Was this the sole  survivor  of last summer’s extended  wasp family where scores, or more likely, hundreds of brothers and sister wasps share a colony? Normally, the only one to survive a winter is a fertilized female (queen)  who finds shelter before winter and then shuts down her bodily functions and hibernates through the long winter. When she emerges in the spring, she alone makes a small paper nest and begins the job of egg laying. These first eggs and ensuing large and wasps will be her first workers to help her expand her nest and family.

So was this glacially moving wasp a pregnant female? I will confess for a split second I considered a perfunctory stomping on the wasp. Like most humans, I have been conditioned since I was a wee larvae to step on bugs. . . especially out-of-place bugs that roam inside our dwellings.  And usually judgement is quickly dispatched if those critters have eight legs (spiders) or  wear alternating bands of yellow and black and are thin-waisted, like wasps and hornets. From an early age we are mistakenly taught that these are the enemy. When in fact they provide far more benefits than threats.

Sure a wasp sting burns painfully and for roughly two percent of the population, such a sting can initiate anaphylactic shock which is a sometimes fatal allergic reaction. What folks fail to realize that stinging insects like hornets and wasps do not go around looking for some beast to sting. They sting only when they feel threatened or when their colony is threatened. And spiders are no different. Rarely do they ever bite and when they do it is only as a defensive act.

Squishing bugs is so acceptable among our judging species, that we even use the action as a teaching tool. Just yesterday I was out cross country skiing with a chiropractor friend . It’s never a bad idea to ski with a good chiropractor; particularly when you’re over fifty years old. He had taken a lesson in trying to refine and improve his classic skiing technique. One of the tricks in climbing hills more efficiently to reduce the likelihood of slipping back is  deliver a dramatic weight shift from  one foot to the other, is to pretend you are “squishing a bug.” Yep, there it is a lesson learned that legitimizes the universal act of murdering  innocent arthropods with no questions asked.

In researching my book, Things that Bite: The Truth about Critters that Scare People, I learned, in my unofficial sampling, that over 98% of respondents never hesitated to stomp on a spider or wasp found crawling in the house. One friend, a WWII Marine vet who saw horrific close combat throughout the South Pacific has quietly shared grisly tales of close combat. Yet, he proudly  told me that for over fifty years he has never intentionally stepped on a wasp. He catches and frees all of them.

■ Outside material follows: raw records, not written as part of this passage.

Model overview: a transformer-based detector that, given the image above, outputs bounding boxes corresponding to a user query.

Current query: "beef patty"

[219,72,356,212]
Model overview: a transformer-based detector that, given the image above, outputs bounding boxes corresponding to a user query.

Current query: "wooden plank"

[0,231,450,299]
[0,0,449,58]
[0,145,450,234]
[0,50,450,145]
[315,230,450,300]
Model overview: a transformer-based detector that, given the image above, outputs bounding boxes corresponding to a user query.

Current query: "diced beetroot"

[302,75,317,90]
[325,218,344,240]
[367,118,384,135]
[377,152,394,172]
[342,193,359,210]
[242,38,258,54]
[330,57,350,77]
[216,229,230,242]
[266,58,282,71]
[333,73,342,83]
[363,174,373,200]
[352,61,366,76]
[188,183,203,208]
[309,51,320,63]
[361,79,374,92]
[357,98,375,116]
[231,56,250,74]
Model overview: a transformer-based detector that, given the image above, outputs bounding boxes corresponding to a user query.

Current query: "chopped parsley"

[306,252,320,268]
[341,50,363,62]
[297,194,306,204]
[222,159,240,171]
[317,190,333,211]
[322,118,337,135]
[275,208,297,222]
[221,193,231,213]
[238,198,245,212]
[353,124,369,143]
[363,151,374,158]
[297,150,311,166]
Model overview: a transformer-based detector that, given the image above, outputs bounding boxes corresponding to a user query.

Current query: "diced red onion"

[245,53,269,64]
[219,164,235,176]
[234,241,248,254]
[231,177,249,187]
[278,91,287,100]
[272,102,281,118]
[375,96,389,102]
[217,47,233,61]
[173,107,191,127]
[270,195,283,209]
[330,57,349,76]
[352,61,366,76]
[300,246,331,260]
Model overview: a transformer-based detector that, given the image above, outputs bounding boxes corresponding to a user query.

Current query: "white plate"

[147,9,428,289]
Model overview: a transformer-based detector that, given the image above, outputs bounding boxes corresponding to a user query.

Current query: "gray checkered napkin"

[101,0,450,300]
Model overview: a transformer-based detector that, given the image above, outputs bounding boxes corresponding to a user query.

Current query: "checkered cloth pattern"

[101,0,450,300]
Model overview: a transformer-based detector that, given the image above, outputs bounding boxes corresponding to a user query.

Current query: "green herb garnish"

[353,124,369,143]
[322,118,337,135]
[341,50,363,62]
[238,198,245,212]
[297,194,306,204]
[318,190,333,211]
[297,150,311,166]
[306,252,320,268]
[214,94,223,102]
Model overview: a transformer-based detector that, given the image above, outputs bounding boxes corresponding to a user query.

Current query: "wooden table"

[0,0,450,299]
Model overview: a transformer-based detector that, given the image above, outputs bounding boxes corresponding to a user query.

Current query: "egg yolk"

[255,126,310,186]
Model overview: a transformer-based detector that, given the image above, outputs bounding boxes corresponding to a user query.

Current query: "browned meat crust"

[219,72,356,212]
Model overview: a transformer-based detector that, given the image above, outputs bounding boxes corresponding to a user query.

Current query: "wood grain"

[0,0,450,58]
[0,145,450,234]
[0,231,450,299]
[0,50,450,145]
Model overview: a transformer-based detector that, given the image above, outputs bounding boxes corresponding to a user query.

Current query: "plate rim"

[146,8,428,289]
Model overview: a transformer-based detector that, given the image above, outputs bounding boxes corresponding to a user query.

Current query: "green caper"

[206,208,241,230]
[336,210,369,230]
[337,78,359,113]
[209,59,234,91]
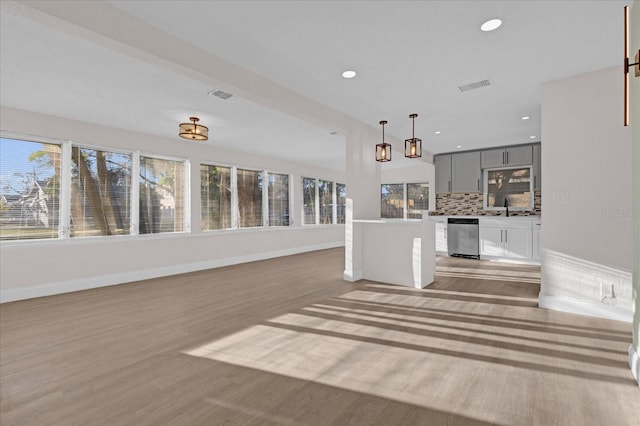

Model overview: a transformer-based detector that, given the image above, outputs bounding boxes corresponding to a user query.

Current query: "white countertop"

[425,215,541,222]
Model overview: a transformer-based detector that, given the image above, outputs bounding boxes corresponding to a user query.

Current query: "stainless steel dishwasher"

[447,217,480,259]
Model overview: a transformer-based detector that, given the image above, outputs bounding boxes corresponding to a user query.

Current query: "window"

[200,164,232,231]
[70,146,131,237]
[484,167,533,210]
[380,183,429,219]
[139,157,185,234]
[336,183,347,223]
[302,177,346,225]
[269,173,289,226]
[318,180,333,225]
[407,183,429,219]
[302,178,316,225]
[380,183,404,219]
[237,169,263,228]
[0,138,62,240]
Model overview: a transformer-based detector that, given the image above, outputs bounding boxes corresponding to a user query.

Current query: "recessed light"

[480,19,502,32]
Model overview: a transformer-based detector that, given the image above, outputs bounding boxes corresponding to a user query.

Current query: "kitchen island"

[345,220,436,288]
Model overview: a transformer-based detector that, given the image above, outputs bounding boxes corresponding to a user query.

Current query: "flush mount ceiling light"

[376,120,391,163]
[623,6,640,126]
[404,114,422,158]
[480,19,502,32]
[178,117,209,141]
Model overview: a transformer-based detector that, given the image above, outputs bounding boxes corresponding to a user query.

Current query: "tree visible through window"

[336,183,347,223]
[484,167,533,209]
[269,173,289,226]
[0,138,62,240]
[302,178,316,225]
[380,183,404,219]
[71,147,131,237]
[237,169,263,228]
[407,183,429,219]
[200,164,231,230]
[139,157,185,234]
[318,180,333,225]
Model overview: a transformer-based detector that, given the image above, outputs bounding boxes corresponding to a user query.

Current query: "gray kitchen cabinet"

[434,154,451,194]
[450,151,482,192]
[481,145,533,169]
[533,144,542,189]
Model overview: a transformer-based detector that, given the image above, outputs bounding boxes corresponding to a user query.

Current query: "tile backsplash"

[430,191,542,216]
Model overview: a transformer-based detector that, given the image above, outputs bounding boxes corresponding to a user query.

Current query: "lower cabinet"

[531,221,542,261]
[480,221,533,260]
[434,217,542,263]
[436,222,448,253]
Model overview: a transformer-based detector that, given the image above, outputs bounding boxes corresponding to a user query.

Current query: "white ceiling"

[0,0,630,169]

I recall many episodes of teaching kids when all attention was shaken when an autumn  hornet or wasp flew overhead, bumping into fluorescent lights. Looks of horror, escape movements, like leaning low in their chairs and scared utterances always followed the initial spotting of the frantic wasp. I always took the moment to try and calmly tell the kids that this wasp had no intention of flying down and stinging them. It was only trying to find a way out. If possible I would catch it in front of the kids and let it go outside.

Twenty minutes had passed after successfully getting a lively fire built and a cup of stout coffee in front of me.  I was sitting in a chair in front of the stove with the good company of a book and coffee, when I suddenly remembered the shapely-waisted insect company. I got up, looked around and found that even in her tortoiselike speed she had obviously left me alone. She was nowhere in sight. I looked under the table and chairs and scanned the rest of the kitchen field. No luck.

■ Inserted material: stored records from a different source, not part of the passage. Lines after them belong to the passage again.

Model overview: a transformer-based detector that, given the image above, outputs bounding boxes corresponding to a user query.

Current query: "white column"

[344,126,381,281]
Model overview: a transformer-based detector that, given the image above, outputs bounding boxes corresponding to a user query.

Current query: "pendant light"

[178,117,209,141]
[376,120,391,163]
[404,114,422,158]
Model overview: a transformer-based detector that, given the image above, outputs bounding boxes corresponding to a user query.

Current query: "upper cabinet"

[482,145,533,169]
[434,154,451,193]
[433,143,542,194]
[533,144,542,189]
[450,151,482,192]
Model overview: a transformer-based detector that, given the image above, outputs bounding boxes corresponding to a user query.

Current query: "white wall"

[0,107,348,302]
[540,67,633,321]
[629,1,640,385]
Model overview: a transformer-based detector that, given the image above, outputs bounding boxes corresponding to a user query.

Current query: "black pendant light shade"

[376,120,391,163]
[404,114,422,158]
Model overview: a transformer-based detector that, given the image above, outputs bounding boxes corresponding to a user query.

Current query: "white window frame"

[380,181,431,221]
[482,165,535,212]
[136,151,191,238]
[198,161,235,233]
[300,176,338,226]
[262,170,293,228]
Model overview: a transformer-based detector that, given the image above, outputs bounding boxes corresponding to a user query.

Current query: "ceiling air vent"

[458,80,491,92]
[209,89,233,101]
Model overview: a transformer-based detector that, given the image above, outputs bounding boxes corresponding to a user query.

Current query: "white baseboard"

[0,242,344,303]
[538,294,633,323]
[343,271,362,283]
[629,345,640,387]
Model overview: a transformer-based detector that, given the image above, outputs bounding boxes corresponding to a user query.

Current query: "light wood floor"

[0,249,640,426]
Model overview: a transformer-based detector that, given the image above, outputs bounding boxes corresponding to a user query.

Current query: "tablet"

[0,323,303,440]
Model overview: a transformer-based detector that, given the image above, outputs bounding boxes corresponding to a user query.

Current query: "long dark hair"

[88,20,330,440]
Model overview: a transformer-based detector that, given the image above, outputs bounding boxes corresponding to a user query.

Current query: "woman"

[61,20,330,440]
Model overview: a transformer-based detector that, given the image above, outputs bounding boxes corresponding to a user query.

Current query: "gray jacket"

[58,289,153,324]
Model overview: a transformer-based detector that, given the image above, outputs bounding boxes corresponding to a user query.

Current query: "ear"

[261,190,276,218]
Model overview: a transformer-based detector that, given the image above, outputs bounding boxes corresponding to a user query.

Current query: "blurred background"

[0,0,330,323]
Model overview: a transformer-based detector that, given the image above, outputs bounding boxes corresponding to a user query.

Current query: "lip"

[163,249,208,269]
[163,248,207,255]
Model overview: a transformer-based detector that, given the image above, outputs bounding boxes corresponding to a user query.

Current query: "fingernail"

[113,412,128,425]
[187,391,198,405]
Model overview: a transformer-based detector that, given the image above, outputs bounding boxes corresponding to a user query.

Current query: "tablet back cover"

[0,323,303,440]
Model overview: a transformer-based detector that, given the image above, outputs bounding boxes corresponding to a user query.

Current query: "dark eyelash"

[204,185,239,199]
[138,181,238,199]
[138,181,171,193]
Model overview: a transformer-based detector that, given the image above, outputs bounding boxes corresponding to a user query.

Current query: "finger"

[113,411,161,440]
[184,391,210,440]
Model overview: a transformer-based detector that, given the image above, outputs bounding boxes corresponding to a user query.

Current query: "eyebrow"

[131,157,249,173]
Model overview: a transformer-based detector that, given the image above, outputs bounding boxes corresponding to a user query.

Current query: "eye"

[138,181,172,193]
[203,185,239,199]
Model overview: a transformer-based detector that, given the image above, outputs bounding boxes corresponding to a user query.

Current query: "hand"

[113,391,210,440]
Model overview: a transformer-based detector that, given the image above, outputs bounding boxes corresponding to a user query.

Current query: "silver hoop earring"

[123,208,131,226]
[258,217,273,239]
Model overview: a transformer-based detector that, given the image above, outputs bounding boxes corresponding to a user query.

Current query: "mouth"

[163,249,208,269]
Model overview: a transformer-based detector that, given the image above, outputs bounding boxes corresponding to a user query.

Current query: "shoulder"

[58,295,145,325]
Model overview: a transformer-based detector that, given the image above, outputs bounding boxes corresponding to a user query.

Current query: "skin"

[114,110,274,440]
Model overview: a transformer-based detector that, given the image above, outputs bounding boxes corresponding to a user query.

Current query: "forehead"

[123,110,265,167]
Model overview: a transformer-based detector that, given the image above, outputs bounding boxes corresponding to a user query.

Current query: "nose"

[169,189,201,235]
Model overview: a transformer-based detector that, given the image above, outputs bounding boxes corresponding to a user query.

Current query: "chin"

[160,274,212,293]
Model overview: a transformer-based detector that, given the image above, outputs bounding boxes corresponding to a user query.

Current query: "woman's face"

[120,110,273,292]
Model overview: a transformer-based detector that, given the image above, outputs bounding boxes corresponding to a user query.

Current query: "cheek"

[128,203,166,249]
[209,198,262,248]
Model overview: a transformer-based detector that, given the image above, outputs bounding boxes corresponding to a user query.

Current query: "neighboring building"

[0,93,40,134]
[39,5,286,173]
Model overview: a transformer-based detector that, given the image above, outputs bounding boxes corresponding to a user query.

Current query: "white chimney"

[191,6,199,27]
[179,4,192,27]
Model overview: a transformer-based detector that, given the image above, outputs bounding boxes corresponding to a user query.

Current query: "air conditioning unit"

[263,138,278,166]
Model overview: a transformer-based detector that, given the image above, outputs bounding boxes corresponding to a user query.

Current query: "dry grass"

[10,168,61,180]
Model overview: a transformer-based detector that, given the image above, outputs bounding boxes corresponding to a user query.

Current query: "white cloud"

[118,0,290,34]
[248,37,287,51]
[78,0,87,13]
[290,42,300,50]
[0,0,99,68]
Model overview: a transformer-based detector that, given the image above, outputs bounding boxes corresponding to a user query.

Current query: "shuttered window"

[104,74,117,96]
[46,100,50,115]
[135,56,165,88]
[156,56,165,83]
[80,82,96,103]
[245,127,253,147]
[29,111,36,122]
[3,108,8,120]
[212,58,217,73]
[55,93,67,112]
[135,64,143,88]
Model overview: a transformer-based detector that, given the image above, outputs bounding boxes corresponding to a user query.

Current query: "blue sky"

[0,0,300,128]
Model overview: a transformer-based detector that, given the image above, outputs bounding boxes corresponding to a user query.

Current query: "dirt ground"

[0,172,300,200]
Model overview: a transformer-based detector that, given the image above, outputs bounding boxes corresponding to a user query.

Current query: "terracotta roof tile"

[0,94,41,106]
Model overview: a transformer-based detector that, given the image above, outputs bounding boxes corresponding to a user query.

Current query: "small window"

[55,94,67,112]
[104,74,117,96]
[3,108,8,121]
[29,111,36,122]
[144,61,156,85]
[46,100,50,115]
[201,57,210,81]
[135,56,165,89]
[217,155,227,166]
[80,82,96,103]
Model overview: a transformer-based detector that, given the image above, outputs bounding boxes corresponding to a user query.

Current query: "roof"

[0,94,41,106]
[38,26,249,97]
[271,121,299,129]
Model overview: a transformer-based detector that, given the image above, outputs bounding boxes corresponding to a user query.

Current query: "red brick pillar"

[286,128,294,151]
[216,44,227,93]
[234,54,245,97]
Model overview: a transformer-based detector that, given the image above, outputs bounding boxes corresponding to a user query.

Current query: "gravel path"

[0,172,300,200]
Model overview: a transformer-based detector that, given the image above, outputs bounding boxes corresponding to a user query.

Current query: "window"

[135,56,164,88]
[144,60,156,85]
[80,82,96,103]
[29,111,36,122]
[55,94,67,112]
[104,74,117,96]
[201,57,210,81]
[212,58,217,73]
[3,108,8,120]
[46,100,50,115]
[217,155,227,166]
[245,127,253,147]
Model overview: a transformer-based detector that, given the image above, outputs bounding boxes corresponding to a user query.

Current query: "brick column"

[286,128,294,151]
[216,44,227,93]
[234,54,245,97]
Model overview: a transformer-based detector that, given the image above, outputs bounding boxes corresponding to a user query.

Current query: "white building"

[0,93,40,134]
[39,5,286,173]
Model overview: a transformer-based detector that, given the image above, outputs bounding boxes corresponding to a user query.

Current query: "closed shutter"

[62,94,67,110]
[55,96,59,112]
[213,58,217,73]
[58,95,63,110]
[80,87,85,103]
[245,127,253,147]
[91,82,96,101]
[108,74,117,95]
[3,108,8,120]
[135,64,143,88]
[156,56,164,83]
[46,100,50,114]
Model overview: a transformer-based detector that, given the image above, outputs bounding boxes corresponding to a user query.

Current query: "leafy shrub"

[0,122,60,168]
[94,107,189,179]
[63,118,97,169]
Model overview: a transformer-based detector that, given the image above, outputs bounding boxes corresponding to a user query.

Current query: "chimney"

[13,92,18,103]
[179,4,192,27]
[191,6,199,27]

My hope is that she will find refuge in some corner of the kitchen, far away from foot traffic so there will be inadvertent defensive stings or accidental squishings.  In a few weeks, when the march of Earth’s  orbit takes us past the spring equinox and the world is clearly blooming into spring, I’ll carefully slide a piece of paper under the wasp and carry her outside and watch her crawl onto the lilac bush that is on the south side of the house so she can be witness to the swelling of green lilac buds while feeling the direct warmth of the sun.